I think that the probably may ultimately have something to do with the differing implementations of a Mac OS (where I'm testing this) versus a true Linux platform. At any rate, this helps me understand what my shell is doing! It's doing a combo of these two programs to execute any program I type into the shell. It first takes my command from the command line, then forks the command line process, calls my command using exec, waits for the command to finish, then returns control using wait(). And that's why certain processes don't immediately jump back over to shell control (things like vi for example), because the forked process hasn't given control back until I close vi.

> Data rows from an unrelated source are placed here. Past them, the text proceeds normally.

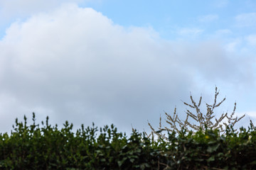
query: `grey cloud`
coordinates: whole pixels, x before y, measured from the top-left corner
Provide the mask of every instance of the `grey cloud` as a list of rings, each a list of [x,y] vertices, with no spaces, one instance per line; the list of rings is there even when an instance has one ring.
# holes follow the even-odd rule
[[[35,111],[58,124],[142,130],[190,91],[201,92],[196,76],[232,81],[226,77],[233,72],[238,79],[245,74],[214,43],[167,42],[151,28],[125,28],[70,4],[14,23],[6,33],[0,42],[0,100],[6,103],[0,113],[8,118],[2,129]]]

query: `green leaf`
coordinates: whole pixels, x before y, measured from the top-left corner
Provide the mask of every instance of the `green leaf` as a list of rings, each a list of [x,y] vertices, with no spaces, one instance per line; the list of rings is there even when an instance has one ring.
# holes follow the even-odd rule
[[[220,144],[217,144],[213,146],[208,146],[207,148],[207,152],[209,153],[212,153],[217,150],[217,149],[220,147]]]
[[[210,158],[208,158],[208,159],[207,159],[207,162],[213,162],[213,161],[215,161],[215,157],[214,157],[214,156],[212,156],[212,157],[210,157]]]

Ooh, and this also helps systemd make more sense. I suspect that systemd takes control of PID 1 and then immediately loops through anything in the /etc/systemd/system/ folder to start launching services based on the configuration files there, forking processes as it goes.

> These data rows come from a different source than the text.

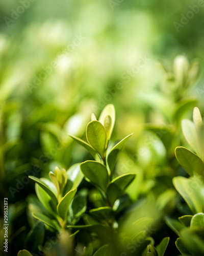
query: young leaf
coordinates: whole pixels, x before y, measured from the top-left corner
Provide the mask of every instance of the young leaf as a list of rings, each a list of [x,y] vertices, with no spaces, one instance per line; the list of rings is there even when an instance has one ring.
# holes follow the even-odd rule
[[[191,227],[204,229],[204,214],[200,212],[193,217],[191,221]]]
[[[59,203],[57,210],[59,215],[64,220],[66,221],[69,209],[69,206],[76,192],[76,188],[69,191],[65,196],[62,198],[61,201]]]
[[[102,207],[93,209],[89,211],[89,213],[96,219],[104,219],[109,221],[113,218],[113,210],[110,207]]]
[[[69,136],[72,138],[74,140],[75,140],[77,143],[85,147],[87,151],[89,153],[91,156],[97,161],[100,161],[100,159],[98,156],[96,151],[90,145],[88,144],[87,142],[81,139],[77,138],[76,137],[73,136],[72,135],[69,135]]]
[[[117,157],[118,156],[120,150],[122,148],[126,141],[131,136],[132,136],[133,134],[133,133],[132,133],[124,138],[124,139],[116,144],[116,145],[115,145],[115,146],[114,146],[109,152],[108,156],[108,164],[111,171],[113,169],[115,161],[116,161]]]
[[[60,230],[60,227],[55,220],[51,220],[49,218],[45,216],[43,214],[40,214],[39,212],[33,212],[33,216],[38,220],[39,220],[44,223],[48,225],[50,227],[57,229],[57,230]]]
[[[193,122],[195,124],[195,129],[197,133],[199,134],[200,133],[200,127],[202,127],[202,120],[200,111],[197,107],[195,107],[193,109]]]
[[[32,256],[32,254],[27,250],[21,250],[19,251],[17,256]]]
[[[97,250],[93,256],[111,256],[112,248],[108,244],[106,244]]]
[[[190,225],[192,215],[184,215],[181,217],[178,217],[178,219],[180,222],[184,224],[186,227],[189,227]]]
[[[188,143],[195,152],[200,156],[200,147],[194,123],[190,120],[183,119],[182,126],[183,133]]]
[[[164,256],[164,252],[168,245],[169,242],[169,238],[166,237],[162,239],[160,244],[156,246],[157,252],[158,252],[159,256]]]
[[[199,191],[203,188],[201,182],[198,179],[195,178],[192,179],[176,177],[173,179],[173,183],[175,189],[194,214],[202,211],[204,204],[199,193]]]
[[[195,174],[202,175],[204,163],[197,155],[183,146],[176,147],[175,154],[181,165],[190,176]]]
[[[136,177],[134,174],[121,175],[113,180],[107,190],[108,197],[113,205],[115,200],[121,197],[125,188],[133,181]]]
[[[193,256],[193,254],[192,254],[191,252],[189,251],[188,249],[187,249],[185,243],[185,240],[183,238],[177,238],[177,240],[175,241],[175,245],[182,255],[185,255],[186,256]]]
[[[40,179],[36,178],[34,176],[29,176],[29,177],[33,180],[37,184],[40,186],[45,192],[50,197],[55,203],[57,203],[57,200],[56,197],[53,192],[49,189],[49,188],[45,184],[45,183],[41,181]]]
[[[106,149],[108,147],[108,143],[109,140],[111,138],[111,133],[112,133],[112,119],[111,117],[109,115],[107,115],[104,120],[104,128],[105,129],[106,132]]]
[[[103,190],[106,190],[109,176],[105,165],[94,161],[86,161],[81,164],[80,167],[91,182],[98,186]]]
[[[86,127],[86,138],[89,143],[104,158],[106,142],[106,132],[98,121],[91,121]]]
[[[108,104],[103,110],[100,116],[98,118],[98,121],[104,125],[105,120],[107,115],[111,117],[112,123],[110,135],[111,135],[113,127],[115,124],[115,110],[114,106],[112,104]]]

Next up on our list of functionality is I/O, where we start with file descriptors. According to the text, a file descriptor is an integer tied to some kernel-managed file object. User-level programs deal with the file object through the read() and write() system calls. The read(fd, buf, n) call takes in a file descriptor integer and reads n bytes into buffer buf. Subsequent calls to read() will start where n stopped. If we called read(12, buf, 512), we would read 512 bytes from fd 12 into buffer buf on the first read. If we called it again, we would start at byte #512 then read another 512 bytes (ending at 1024). write(fd, buf, n) follows a similar pattern, writing n bytes from buffer buf to file descriptor fd.

Here is the pseudocode given for a simple cat-like program:

char buf[512];
int n;

for(;;) {
	// with file descriptor 0, read 512 bytes from file
	n = read(0, buf, sizeof buf);

	if(n == 0) {
		// if we've reached the end

	if(n < 0) {
		// if n less than 0, error
		fprintf(2, "read error");

	if(write(1, buf, n) != n) {
		// write to output object 1, log if error
		fprintf(2, "write error");

So I read from fd 0 to a buffer, then write from that buffer to an output object. That could be a terminal output:

cat myfile.txt

or piped to a command:

cat myfile.txt | awk --something something--

or written to another file:

cat myfile.txt > myfile2.txt

cat doesn't have to care, it's reading and writing to any descriptor that's given to it.

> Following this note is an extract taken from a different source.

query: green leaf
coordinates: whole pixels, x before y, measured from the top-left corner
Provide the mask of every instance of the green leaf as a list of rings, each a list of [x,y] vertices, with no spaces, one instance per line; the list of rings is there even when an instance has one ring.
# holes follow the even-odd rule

Rounding out the file descriptor system calls is dup(). dup() takes in a file descriptor integer and returns another file descriptor that points to the same file.

The file descriptor mechanism is way more powerful than I originally gave it credit for. It's a simple little trick, but it's brilliant - because things can write to a "file", even if it's not a file at all. The user processes can treat them all the same way.

Okay, I'm going to put a stop to things there before moving on to pipes!